In [1]:
import shutil
import os
import nltk

# Remove the nltk_data folder (be careful with this)
nltk_data_path = os.path.expanduser('~/nltk_data')
if os.path.exists(nltk_data_path):
    shutil.rmtree(nltk_data_path)

# Re-download cleanly
nltk.download('punkt')
nltk.download('stopwords')


[nltk_data] Downloading package punkt to /root/nltk_data...
[nltk_data]   Unzipping tokenizers/punkt.zip.
[nltk_data] Downloading package stopwords to /root/nltk_data...
[nltk_data]   Unzipping corpora/stopwords.zip.


True

In [2]:
# If not already installed: pip install spacy
# And download the English model: python -m spacy download en_core_web_sm

import spacy
from nltk.stem import PorterStemmer

# Load spaCy English pipeline
nlp = spacy.load("en_core_web_sm")
stemmer = PorterStemmer()

def nlp_preprocessing_spacy(sentence):
    doc = nlp(sentence)

    # Step 1: Tokenization
    tokens = [token.text for token in doc]
    print("Original Tokens:", tokens)

    # Step 2: Remove stopwords and punctuation
    tokens_without_stopwords = [token.text for token in doc if not token.is_stop and token.is_alpha]
    print("Tokens Without Stopwords:", tokens_without_stopwords)

    # Step 3: Stemming
    stemmed_words = [stemmer.stem(word) for word in tokens_without_stopwords]
    print("Stemmed Words:", stemmed_words)

# Example
sentence = "NLP techniques are used in virtual assistants like Alexa and Siri."
nlp_preprocessing_spacy(sentence)


Original Tokens: ['NLP', 'techniques', 'are', 'used', 'in', 'virtual', 'assistants', 'like', 'Alexa', 'and', 'Siri', '.']
Tokens Without Stopwords: ['NLP', 'techniques', 'virtual', 'assistants', 'like', 'Alexa', 'Siri']
Stemmed Words: ['nlp', 'techniqu', 'virtual', 'assist', 'like', 'alexa', 'siri']

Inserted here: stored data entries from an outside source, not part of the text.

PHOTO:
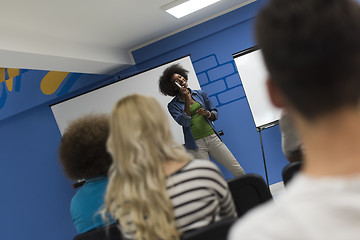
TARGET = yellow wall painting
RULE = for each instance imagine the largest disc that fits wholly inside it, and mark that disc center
(12, 72)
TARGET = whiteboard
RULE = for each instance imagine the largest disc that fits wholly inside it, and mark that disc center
(253, 75)
(102, 100)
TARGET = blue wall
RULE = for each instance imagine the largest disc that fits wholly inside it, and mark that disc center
(211, 46)
(36, 194)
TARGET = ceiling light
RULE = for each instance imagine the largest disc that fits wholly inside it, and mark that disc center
(181, 8)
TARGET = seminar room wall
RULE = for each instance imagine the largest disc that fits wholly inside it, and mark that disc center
(36, 194)
(211, 45)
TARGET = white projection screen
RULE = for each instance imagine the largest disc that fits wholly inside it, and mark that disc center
(102, 100)
(253, 74)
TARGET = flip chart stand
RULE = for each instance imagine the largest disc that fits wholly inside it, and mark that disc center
(259, 129)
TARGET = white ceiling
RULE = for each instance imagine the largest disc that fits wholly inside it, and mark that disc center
(89, 36)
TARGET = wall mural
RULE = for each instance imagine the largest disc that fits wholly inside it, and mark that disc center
(21, 89)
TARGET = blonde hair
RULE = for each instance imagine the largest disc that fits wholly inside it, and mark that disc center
(140, 142)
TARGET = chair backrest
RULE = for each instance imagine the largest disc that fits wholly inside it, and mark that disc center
(290, 170)
(248, 191)
(101, 234)
(215, 231)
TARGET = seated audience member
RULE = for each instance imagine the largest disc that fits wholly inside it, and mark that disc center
(290, 140)
(156, 190)
(83, 155)
(312, 52)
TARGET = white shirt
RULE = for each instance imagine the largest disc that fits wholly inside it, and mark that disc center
(326, 208)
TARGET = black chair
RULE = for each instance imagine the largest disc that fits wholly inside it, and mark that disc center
(248, 191)
(215, 231)
(290, 170)
(101, 234)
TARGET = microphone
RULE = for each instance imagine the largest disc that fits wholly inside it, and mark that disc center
(177, 84)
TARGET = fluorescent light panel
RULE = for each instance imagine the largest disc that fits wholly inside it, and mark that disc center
(188, 7)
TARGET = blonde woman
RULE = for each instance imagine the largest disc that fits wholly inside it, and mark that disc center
(156, 190)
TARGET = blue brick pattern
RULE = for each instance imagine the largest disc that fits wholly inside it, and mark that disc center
(220, 80)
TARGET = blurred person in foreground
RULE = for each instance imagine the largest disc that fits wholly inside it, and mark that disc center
(83, 155)
(156, 190)
(312, 52)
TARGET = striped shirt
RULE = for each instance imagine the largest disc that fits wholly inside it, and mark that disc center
(200, 195)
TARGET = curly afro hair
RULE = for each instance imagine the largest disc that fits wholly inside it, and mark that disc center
(165, 85)
(82, 150)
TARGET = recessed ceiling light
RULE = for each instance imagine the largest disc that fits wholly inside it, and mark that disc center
(181, 8)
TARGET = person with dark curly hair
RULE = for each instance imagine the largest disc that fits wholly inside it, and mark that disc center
(83, 155)
(193, 110)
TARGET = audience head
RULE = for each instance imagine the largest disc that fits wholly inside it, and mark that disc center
(82, 149)
(312, 52)
(140, 143)
(166, 85)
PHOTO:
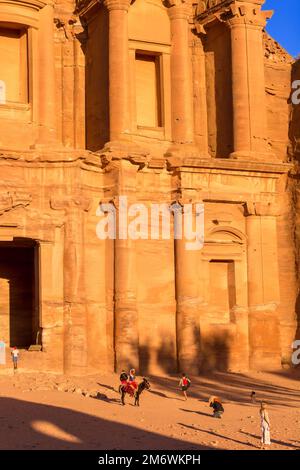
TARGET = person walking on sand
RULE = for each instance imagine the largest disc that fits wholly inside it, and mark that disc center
(132, 379)
(15, 357)
(184, 384)
(216, 405)
(265, 426)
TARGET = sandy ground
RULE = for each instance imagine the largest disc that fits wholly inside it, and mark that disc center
(35, 415)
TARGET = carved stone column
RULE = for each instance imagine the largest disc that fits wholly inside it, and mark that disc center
(118, 69)
(75, 314)
(126, 335)
(187, 263)
(182, 113)
(46, 78)
(248, 80)
(263, 286)
(200, 105)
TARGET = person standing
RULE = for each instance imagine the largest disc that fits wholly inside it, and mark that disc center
(184, 384)
(15, 357)
(265, 426)
(216, 404)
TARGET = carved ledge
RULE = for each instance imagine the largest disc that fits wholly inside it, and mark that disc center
(262, 208)
(117, 4)
(69, 203)
(9, 201)
(233, 12)
(179, 9)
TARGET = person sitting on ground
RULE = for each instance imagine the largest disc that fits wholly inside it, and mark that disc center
(216, 404)
(184, 383)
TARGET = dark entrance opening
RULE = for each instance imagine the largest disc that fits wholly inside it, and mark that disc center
(19, 300)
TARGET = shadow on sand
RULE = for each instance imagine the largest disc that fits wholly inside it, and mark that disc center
(28, 425)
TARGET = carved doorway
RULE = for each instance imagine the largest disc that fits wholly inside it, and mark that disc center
(19, 293)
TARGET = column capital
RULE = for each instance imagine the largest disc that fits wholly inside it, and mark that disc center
(117, 4)
(249, 14)
(261, 209)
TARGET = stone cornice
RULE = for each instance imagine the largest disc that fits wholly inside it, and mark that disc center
(33, 4)
(236, 165)
(11, 200)
(234, 12)
(117, 4)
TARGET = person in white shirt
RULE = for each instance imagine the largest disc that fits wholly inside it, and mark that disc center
(15, 357)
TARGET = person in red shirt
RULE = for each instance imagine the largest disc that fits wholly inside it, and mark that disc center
(184, 384)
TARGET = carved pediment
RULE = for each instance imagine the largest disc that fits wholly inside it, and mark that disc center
(11, 200)
(204, 5)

1. What is the difference between stemming and lemmatization?
Stemming chops off word endings to get the root form, which may not be a real word.
Lemmatization returns the dictionary base form (lemma) of a word, always valid.

Example with “running”:

Stemming: "running" → "runn"

Lemmatization: "running" → "run"

2. Why might removing stop words be useful, and when might it be harmful?
Useful: It removes common words (like “the”, “is”) that don’t carry much meaning, helping in tasks like text classification or topic modeling.
Harmful: In tasks like machine translation or question answering, stop words are important for grammar and meaning, so removing them can hurt performance.